4. More and more payers are actually building new networks and adopting new strategies, either on their own or with new market entrants. These strategies are based on smaller, highly select networks of work comp expert docs, the kind of physician who can drive better outcomes at lower costs. After too many years of relying on the promises of the big networks, these payers are taking matters into their own hands, driving innovation and progress. it may not be as fast or as extensive as some would like to see (me being one of the some), but progress it is.
5. Disclosure of financial relationships among and between managed care firms and TPAs has significantly expanded, with companies including Gallagher Bassett, SRS, and Broadspire leading the charge (in fairness these firms were doing this long before 2008).
6. Specialty managed care has exploded, with carve-out vendors doing an exemplary job managing costs and delivering results in physical medicine, DME/home health, facility bill review, and cat claims. The more they do, the better they get.
7. Regulators in several states are working hard to do the right thing. New York’s willingness to change the pharma fee schedule and increase in benefits, California’s pursuit of lower costs, better medical care, and better benefits, and Texas’ (somewhat clumsy) attempts to fix their system all have been welcome signs of progress. We aren’t there yet, and all have their warts, but the needle is pointing in the right direction.
8. Solvency – unlike other insurance lines, the core solvency of the work comp insurance industry has not been in doubt this year. While parent companies, other insurers, and blue-chip, white-shoe Wall Street firms were imploding on a weekly basis, we in the work comp world have chugged along, hitting a few bumps on the way, but nothing like the rest of the financial world.
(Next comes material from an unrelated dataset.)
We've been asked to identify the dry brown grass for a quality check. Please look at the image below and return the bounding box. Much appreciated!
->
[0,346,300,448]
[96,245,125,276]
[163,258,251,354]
We have a long way to go, but in many areas, we’re heading in the right direction.
Good work.
Insight, analysis & opinion from Joe Paduda
As a former Board Member/Commissioner of the NY State Comp Board, I disagree with your analysis.
(1)In NY, comp claims increase in time of economic recession. Some Boards tend to treat comp awards as a safety net since it is not a ‘tax’ but a ‘benefit’.
(2) There has been the discovery that a number of firms underfunded their premium needs by $110 million dollars and have all folded.
(3)The Chairman of the Board just issued a report trumpeting the reforms but my website explains why these reforms may cost more money than in the past.
But you do raise some valid points.
Insider – what data do you have to support your assertion that during recessions comp claims increase? I haven’t found any published studies that indicate that occurs.
Paduda
Happy New Year Joe!
Thanks for your inspired and usually thoughtful analysis. Mixing in a little “sweet with the bitter” is appreciated.